Hypertension and sarcopenia are commonly seen in older adults. The renin-angiotensin system and the therapeutic use of angiotensin converting enzyme (ACE) inhibitors have been on the agenda of sarcopenia in different perspectives. Our aim was to explore the frequency of sarcopenia in patients with hypertension and to investigate the association between the use of ACE inhibitors and sarcopenia.

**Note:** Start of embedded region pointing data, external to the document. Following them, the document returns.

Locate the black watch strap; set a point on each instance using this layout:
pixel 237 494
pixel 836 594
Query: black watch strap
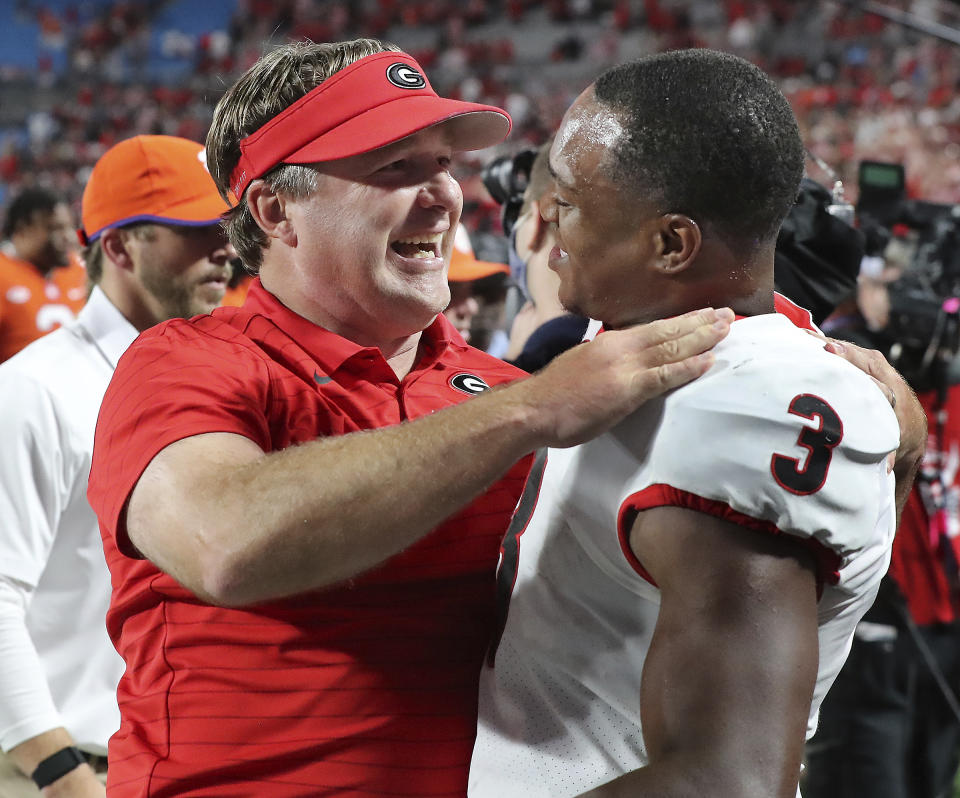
pixel 57 766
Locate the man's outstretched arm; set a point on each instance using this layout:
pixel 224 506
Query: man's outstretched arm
pixel 238 526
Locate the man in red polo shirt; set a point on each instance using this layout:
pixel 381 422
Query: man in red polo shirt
pixel 302 602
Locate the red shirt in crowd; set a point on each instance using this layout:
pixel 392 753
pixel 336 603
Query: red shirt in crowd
pixel 927 545
pixel 366 688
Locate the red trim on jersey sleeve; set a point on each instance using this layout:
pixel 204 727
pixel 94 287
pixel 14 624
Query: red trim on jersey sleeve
pixel 801 317
pixel 828 561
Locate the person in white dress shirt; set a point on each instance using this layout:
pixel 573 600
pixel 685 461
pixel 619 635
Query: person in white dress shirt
pixel 154 250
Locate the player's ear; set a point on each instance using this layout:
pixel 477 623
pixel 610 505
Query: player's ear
pixel 113 242
pixel 269 210
pixel 678 242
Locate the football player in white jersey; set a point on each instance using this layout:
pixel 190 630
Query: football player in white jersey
pixel 677 595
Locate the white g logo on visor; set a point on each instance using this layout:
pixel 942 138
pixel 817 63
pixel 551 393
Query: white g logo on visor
pixel 404 76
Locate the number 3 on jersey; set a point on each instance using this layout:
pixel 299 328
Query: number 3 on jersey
pixel 819 441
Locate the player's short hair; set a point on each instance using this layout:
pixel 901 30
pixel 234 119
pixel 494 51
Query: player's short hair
pixel 540 177
pixel 25 205
pixel 707 134
pixel 277 80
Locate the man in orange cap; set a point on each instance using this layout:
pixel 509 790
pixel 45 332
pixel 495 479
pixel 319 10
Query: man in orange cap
pixel 471 280
pixel 300 509
pixel 42 283
pixel 155 250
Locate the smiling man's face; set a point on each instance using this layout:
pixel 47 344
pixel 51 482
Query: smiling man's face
pixel 374 240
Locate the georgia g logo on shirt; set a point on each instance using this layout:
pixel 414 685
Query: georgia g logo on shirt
pixel 404 76
pixel 469 384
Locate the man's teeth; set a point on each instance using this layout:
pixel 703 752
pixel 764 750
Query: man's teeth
pixel 426 246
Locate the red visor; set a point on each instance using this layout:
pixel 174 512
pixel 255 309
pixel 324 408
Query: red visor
pixel 373 102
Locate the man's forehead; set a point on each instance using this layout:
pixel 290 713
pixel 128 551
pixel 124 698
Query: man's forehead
pixel 588 131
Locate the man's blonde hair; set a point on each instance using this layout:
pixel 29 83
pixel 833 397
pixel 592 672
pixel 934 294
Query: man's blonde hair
pixel 276 81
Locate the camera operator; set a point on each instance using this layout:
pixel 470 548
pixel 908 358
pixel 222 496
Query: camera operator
pixel 541 329
pixel 890 727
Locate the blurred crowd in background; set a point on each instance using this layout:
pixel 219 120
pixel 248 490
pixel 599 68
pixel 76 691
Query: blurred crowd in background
pixel 76 76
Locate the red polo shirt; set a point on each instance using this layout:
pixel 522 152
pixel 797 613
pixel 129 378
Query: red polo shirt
pixel 368 688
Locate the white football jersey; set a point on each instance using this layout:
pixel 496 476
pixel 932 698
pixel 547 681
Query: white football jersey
pixel 779 435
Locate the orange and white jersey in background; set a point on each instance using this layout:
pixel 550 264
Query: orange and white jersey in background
pixel 32 305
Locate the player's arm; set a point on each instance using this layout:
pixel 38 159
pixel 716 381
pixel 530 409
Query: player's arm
pixel 910 413
pixel 238 526
pixel 728 680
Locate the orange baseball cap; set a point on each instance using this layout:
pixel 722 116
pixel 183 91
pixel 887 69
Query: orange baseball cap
pixel 464 266
pixel 150 179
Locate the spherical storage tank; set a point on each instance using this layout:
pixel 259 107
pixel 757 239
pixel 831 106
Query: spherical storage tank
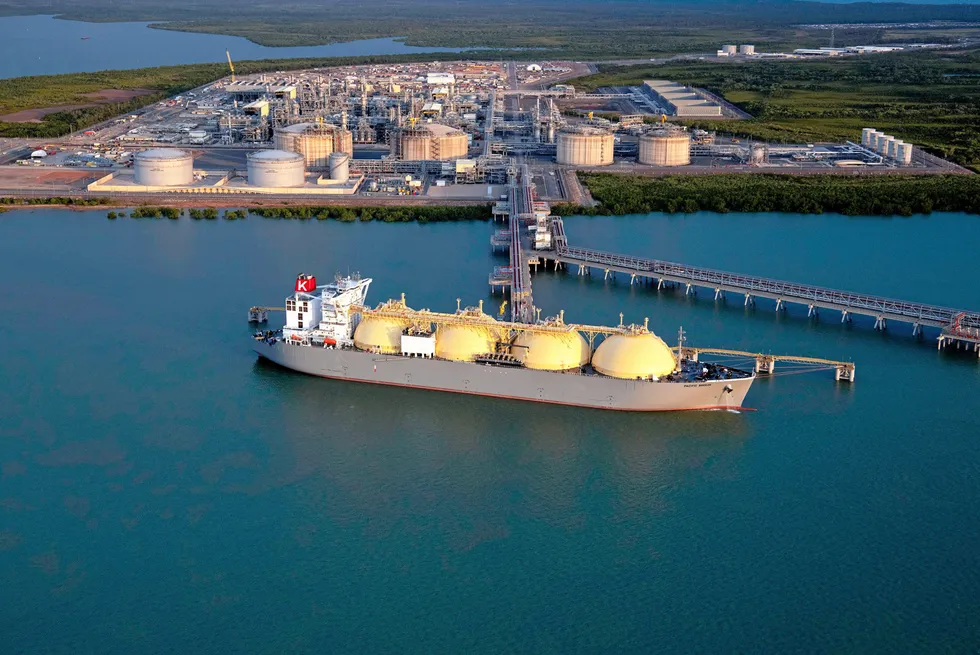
pixel 585 148
pixel 164 167
pixel 665 148
pixel 551 351
pixel 275 169
pixel 634 355
pixel 463 343
pixel 380 334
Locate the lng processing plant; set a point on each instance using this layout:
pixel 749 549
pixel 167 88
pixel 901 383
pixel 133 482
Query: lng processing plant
pixel 439 132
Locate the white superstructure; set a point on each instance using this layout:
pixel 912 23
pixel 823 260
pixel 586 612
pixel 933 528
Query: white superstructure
pixel 318 315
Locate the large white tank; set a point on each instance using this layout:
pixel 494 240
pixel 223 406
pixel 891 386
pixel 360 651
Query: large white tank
pixel 665 148
pixel 339 167
pixel 866 136
pixel 904 153
pixel 585 148
pixel 884 144
pixel 275 169
pixel 164 167
pixel 314 142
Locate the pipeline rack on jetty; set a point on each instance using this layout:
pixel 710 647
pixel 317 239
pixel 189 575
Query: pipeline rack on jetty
pixel 959 327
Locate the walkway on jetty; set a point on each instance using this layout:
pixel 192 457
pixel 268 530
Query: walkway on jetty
pixel 957 327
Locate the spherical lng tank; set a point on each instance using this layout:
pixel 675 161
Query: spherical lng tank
pixel 339 166
pixel 551 351
pixel 463 343
pixel 585 148
pixel 665 148
pixel 164 167
pixel 639 355
pixel 275 169
pixel 380 334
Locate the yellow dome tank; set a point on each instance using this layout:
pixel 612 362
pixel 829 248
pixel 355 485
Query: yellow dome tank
pixel 463 343
pixel 633 355
pixel 551 351
pixel 380 334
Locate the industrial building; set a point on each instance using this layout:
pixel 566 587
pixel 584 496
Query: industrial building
pixel 679 100
pixel 887 146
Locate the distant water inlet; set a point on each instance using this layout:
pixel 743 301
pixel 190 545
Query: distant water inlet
pixel 44 45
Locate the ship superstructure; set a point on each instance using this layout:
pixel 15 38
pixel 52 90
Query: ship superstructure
pixel 331 332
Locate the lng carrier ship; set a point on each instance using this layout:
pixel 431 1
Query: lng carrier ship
pixel 330 332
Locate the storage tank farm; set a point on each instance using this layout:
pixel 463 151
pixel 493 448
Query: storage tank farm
pixel 665 147
pixel 276 169
pixel 431 141
pixel 585 147
pixel 315 142
pixel 163 167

A total of 272 community dwelling adults were recruited. Anterior thigh muscle thickness was measured by ultrasound. Handgrip strength, gait speed and chair stand test were evaluated. Low muscle mass was diagnosed in the presence of low sonographic thigh adjustment ratio (STAR) values and sarcopenia was diagnosed if low STAR values were coupled with low functional tests.
136 subjects (50.0%) had no comorbid disease; 102 (37.5%) had one, 21 (7.7%) had two, nine (3.3%) had three and four (1.5%) had four comorbid diseases. Both low muscle mass (41.9% vs. 13.2%) and sarcopenia (32.2% vs. 7.8%) were more commonly seen in hypertensive when compared to normotensive older adults. Subgroup analysis of older adults with hypertension revealed that sarcopenia was less prevalent (p=0.003) in patients using ACE inhibitors (8.7%) than those using angiotensin receptor blockers (48.7%) and other antihypertensive drugs (46.4%). After binary logistic regression analyses; only the presence of hypertension seemed to independently predict the development of sarcopenia in older adults [OR=6.5 (95% CI: 2.4-17.8, p<0.001)].
Sarcopenia is highly prevalent in hypertensive older adults. Among many antihypertensive medications, ACE inhibitors seem to have favorable effects on both disorders.